Fighting cancer in the clinic requires a team of experts: medical oncologists, nurses, radiologists. For many patients, another integral member is a licensed clinical psychologist, someone who can help sort fact from fear and help navigate the stress of cancer diagnosis and survivorship.
“I went from having it all together to flipping out pretty quickly,” said Eileen Garofalo, who in January 2012 was diagnosed at age 49 with a pancreatic neuroendocrine tumor, the same as Apple founder Steve Jobs had. “It’s like all of a sudden you’re living in a foreign country. You don’t speak the language. You’re not familiar with the surroundings. You don’t know how to find your way around.”
Garofalo, of O’Fallon, Mo., and fellow patients are why Siteman Counseling Service exists, said Teresa Deshields, PhD, one of three licensed psychologists who provide free, evidence-based therapy at Siteman Cancer Center at Barnes-Jewish Hospital and Washington University School of Medicine in St. Louis.
“We see patients with any type of cancer anywhere along the continuum of care: newly diagnosed, in treatment, wrestling with survivorship, end of life,” said Deshields, who is joined by Mark Heiland, PhD, and Amanda Kracen, PhD. “One thing that makes us a little different from other cancer centers is that we also see family members and caregivers.”

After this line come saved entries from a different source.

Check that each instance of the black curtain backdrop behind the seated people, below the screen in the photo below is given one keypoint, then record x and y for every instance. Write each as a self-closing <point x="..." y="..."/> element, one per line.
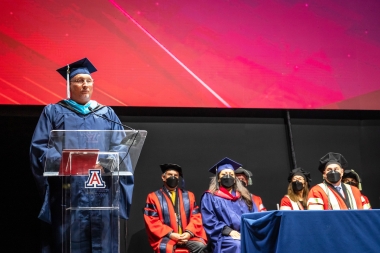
<point x="196" y="139"/>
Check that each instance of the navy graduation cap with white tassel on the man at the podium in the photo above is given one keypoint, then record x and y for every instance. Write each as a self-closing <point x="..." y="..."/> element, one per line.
<point x="83" y="66"/>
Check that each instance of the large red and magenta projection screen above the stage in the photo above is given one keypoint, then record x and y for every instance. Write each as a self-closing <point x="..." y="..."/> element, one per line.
<point x="321" y="54"/>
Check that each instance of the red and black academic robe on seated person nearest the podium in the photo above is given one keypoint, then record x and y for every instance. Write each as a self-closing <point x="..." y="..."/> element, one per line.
<point x="160" y="219"/>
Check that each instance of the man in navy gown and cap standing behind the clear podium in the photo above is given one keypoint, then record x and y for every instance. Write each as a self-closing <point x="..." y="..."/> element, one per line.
<point x="77" y="112"/>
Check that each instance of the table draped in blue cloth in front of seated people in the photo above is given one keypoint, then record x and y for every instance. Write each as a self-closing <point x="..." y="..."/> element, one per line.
<point x="311" y="231"/>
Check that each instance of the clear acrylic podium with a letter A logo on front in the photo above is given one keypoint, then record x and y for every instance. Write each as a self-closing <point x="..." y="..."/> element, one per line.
<point x="86" y="169"/>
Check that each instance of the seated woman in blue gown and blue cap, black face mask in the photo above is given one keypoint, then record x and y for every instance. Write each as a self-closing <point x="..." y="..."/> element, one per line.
<point x="222" y="206"/>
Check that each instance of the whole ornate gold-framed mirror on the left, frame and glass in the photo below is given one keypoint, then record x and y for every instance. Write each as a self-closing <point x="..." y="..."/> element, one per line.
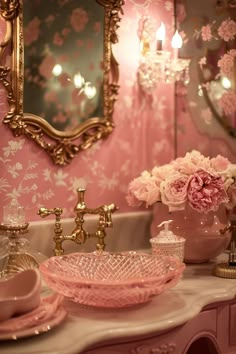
<point x="62" y="71"/>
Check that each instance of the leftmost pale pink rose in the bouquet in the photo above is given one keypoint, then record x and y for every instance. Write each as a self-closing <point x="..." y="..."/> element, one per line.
<point x="145" y="188"/>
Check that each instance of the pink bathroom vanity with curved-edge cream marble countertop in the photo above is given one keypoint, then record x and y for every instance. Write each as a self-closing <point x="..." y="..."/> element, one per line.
<point x="198" y="315"/>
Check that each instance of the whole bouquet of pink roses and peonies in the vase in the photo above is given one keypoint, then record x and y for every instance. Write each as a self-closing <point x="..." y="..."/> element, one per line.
<point x="203" y="183"/>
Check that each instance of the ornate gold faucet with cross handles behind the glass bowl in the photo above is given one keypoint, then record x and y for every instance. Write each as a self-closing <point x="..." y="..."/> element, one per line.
<point x="79" y="235"/>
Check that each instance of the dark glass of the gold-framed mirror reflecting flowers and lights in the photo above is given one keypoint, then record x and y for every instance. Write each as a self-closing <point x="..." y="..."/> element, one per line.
<point x="63" y="61"/>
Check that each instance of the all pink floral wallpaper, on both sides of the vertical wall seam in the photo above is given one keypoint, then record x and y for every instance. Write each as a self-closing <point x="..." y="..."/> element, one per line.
<point x="149" y="129"/>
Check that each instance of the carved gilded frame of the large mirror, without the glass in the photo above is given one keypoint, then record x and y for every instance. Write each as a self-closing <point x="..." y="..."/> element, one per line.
<point x="61" y="146"/>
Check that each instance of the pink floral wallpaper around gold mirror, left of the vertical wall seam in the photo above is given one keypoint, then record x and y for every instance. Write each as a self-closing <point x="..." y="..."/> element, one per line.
<point x="143" y="135"/>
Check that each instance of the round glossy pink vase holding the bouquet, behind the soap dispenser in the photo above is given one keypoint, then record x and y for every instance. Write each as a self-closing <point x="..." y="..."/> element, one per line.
<point x="204" y="239"/>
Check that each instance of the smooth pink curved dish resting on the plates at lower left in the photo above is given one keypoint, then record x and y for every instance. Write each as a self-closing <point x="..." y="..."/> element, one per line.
<point x="20" y="294"/>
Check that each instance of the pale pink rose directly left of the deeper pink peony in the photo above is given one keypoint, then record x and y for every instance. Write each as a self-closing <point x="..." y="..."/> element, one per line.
<point x="174" y="192"/>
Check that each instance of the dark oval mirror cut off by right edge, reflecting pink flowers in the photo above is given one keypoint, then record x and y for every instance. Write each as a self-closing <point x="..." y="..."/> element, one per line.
<point x="217" y="68"/>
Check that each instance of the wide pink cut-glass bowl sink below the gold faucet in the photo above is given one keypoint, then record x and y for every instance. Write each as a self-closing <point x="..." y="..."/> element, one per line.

The services are free, regardless of a person’s insurance status or ability to pay. Because there are no billing issues, a physician referral, while welcomed, is not required.
Started under a different name in 1999, the service is based at Siteman’s main location at the Center for Advanced Medicine at Washington University Medical Center. Counseling and therapy services also are available at Siteman Cancer Center at Barnes-Jewish West County Hospital and at Siteman Cancer Center-South County. They will begin at Siteman’s location at Barnes-Jewish St. Peters Hospital in December.
“We can see patients wherever they are: in the hospital, in the infusion center … in my office,” Deshields said.
Siteman Counseling Service recently began offering more group therapy options, including a weekly “mindfulness” practice group that focuses on self-awareness and stress reduction and an online coping-skills class patients can access from home.
Mike Williams, a patient of Deshields’, was skeptical about counseling at first. Diagnosed at another facility in May 2007, he is battling a neuroendocrine carcinoid, a slow-growing cancerous tumor of the digestive track. He has nearly died eight times, he said.
In August 2007, Williams was prepped to undergo the Whipple procedure, a major surgery involving removal of the head of the pancreas. The procedure can be effective as long as the cancer hasn’t metastasized.
“They had assumed I was in the very early stages of this,” said Williams, 51, of his caregivers at the facility where he first sought treatment. “They opened me up and found it had spread all over the place, so they sewed me back up. My doctor later sat on my bed and said, ‘Do you have a will?’
“I wouldn’t say I was in a really dark place. But I was in a relatively dark place. I figured, ‘I’m going to keep fighting, but pretty soon I’m going to die.’”
Williams, who switched his care to Siteman, soon met Deshields. She encouraged him to join support groups and to lean on others, a reversal of roles to which he wasn’t accustomed. “I’m one of those guys everybody leans on. I didn’t accept people being there for me,” he said.
Through support groups and elsewhere, Williams found people he felt he could trust and gain strength from, and he worked to solidify those relationships, he said. Without Deshields’ encouragement, “I’m pretty sure I would have withdrawn into myself,” he said.
Despite his ongoing treatment, Williams has resumed his role of being there for others. For the past five years, he has participated in the formal training of first-year medical students, explaining to them a patient’s perspective and the roles of empathy and faith. Williams also mentors about 10 other cancer patients.
Garofalo is among those with whom Williams has connected. The two met through an online support network, and Williams encouraged her to speak with a Siteman psychologist.
“Counseling helped open me up to do this,” he said. “It’s what made me listen to myself and say, ‘You know what? I can get a lot out of this by helping other people.’ And Teresa opened that up to me.”
Garofalo said receiving the best medical care possible is the core of her treatment. But a cancer care team also must address the psychological, emotional and spiritual aspects of living with the disease, she said. Counseling has provided her with a comfortable environment where she can discuss her “new normal” and where she has learned to trust her medical-care providers even more, she said. She has been meeting regularly with Kracen for almost two years.
“Without that, I would have been like someone who is drowning,” Garofalo said. “Dr. Kracen, for me, was the rescue swimmer. I needed somebody to help get me back to shore, to live my life in as healthy of a way as I could.”